Wie Neuseeländer Chips nennen – eine kleine Sprachgeschichte

Wenn du nach Neuseeland reist, solltest du wissen: Die Sprache hat hier ihre eigenen Regeln – besonders bei Snacks. Was in Deutschland als „Chips“ bekannt ist, wird in Neuseeland je nach Art unterschiedlich genannt. Kartoffelchips aus der Tüte, wie man sie von Marken wie Pringles oder Smiths kennt, heißen dort „crisps“. Das ist ein Unterschied, den viele Besucher zunächst verwirrend finden.

Und was ist mit den frittierten Kartoffelstäbchen, die man in Deutschland „Pommes“ oder „Chips“ nennt? Genau diese werden in Neuseeland ganz einfach als „chips“ bezeichnet – ganz wie in Großbritannien, deren Sprachwurzeln hier noch stark spürbar sind.

Noch ein kleiner, aber feiner Unterschied: Das Wort „biscuit“ bedeutet in Neuseeland nicht einen festen Keks wie in Deutschland, sondern einen weichen Cookie – etwa wie ein Oreo oder ein Schokoladenplätzchen. Und wenn jemand von einem „corn chip“ spricht, meint er damit oft Dinge wie Doritos oder Tortilla-Chips, die aus Maismehl hergestellt sind.

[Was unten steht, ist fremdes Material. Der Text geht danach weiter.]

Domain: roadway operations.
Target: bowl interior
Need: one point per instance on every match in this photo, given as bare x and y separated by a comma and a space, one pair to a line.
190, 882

Diese kleinen sprachlichen Nuancen machen den Alltag in Neuseeland erst richtig lebendig. Wer also beim Cafébesuch „chips“ bestellt, bekommt keine Tüte frittierte Kartoffeln auf dem Teller serviert – sondern Pommes. Ein kleiner Satz, eine große Wirkung. Wer spricht schon perfekt Kiwi-Englisch beim ersten Versuch?